Personal information
- Full name: Edward McQueen Rose
- Born: 2 September 1936 (age 90) Oxted, Surrey, England
- Batting: Left-handed
- Bowling: Right-arm off-spin

Domestic team information
- 1958–1960: Cambridge University

Career statistics
| Competition | First-class |
| Matches | 24 |
| Runs scored | 700 |
| Batting average | 15.55 |
| 100s/50s | 0/4 |
| Top score | 57 |
| Balls bowled | 15 |
| Wickets | 1 |
| Bowling average | 19.00 |
| 5 wickets in innings | – |
| 10 wickets in match | – |
| Best bowling | 1/9 |
| Catches/stumpings | 8/– |
- Source: Cricinfo, 21 May 2015

= Edward Rose (cricketer) =

English cricketer

Edward McQueen Rose (born 2 September 1936) is a former English cricketer who played first-class cricket for Cambridge University from 1958 to 1960.
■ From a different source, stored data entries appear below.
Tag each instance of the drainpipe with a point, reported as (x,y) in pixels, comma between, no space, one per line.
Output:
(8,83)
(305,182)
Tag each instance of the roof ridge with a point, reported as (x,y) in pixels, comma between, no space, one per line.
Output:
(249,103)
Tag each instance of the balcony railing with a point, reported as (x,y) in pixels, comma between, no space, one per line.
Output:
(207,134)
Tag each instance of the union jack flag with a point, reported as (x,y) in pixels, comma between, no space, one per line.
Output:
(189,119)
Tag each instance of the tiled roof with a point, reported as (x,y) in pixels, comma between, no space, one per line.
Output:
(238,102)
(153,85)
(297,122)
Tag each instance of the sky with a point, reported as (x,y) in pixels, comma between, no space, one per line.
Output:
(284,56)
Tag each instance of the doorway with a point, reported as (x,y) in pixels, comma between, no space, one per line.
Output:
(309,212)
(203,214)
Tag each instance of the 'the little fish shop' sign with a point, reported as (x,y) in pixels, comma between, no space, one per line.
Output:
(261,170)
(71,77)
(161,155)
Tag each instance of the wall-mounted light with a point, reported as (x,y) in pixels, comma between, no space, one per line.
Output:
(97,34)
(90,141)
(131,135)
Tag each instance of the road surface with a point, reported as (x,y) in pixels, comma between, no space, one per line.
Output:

Rose was educated at Rugby School. In 1955 he captained the First XI, and also opened the batting for the schools team The Rest in the annual match against Southern Schools at Lord's. He went up to Cambridge University, where he played irregularly over three years as an opening and middle-order batsman without achieving a Blue. His best season was 1959, when he played 14 of the team's 19 matches and scored 500 runs at an average of 18.51. His highest score was 57 against Kent in 1959.
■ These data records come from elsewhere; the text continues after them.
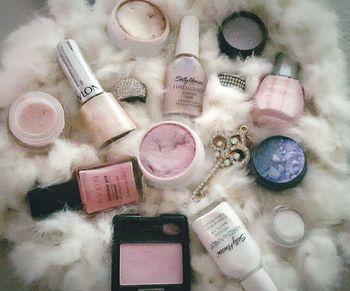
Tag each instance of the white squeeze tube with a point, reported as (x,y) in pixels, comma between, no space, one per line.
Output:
(231,246)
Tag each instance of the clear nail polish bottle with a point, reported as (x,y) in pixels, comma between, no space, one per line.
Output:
(185,78)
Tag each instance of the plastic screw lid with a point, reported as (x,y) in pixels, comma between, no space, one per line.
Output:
(188,39)
(259,281)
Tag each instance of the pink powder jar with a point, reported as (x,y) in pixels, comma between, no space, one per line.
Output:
(36,119)
(170,155)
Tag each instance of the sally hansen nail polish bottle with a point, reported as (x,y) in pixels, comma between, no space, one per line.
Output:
(279,100)
(185,78)
(102,113)
(93,189)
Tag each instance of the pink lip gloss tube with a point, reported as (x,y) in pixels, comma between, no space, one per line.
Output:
(101,112)
(279,100)
(93,190)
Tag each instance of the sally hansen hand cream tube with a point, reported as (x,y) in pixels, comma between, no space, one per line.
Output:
(231,246)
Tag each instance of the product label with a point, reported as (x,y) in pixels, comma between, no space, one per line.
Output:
(185,86)
(108,187)
(225,235)
(227,240)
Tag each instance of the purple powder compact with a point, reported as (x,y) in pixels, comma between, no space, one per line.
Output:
(278,163)
(242,34)
(150,253)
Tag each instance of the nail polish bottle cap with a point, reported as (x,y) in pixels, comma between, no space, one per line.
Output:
(45,201)
(188,39)
(285,66)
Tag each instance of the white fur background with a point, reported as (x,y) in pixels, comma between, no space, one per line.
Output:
(70,251)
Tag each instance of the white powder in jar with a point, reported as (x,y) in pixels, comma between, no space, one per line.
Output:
(141,20)
(288,226)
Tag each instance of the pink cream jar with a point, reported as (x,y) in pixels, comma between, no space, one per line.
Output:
(36,119)
(170,155)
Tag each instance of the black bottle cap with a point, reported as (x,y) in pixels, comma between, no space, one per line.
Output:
(250,36)
(45,201)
He played a few matches for Surrey Second XI between 1959 and 1962. He kept playing club cricket, especially for the Limpsfield club in Surrey, and was a National Cricket Association coach. He captained the Rugby Meteors to victory in the Cricketer Cup in 1973, and toured the United States in 1992 and Canada in 1994 with Marylebone Cricket Club (MCC).

Rose was an industrialist. He wrote How to Win at Cricket, or, the Skipper's Guide (published in 1988), which John Arlott described as "a perceptive and thought-provoking study of captaincy which is expressed most cogently and is, above all, full of good, sound common sense".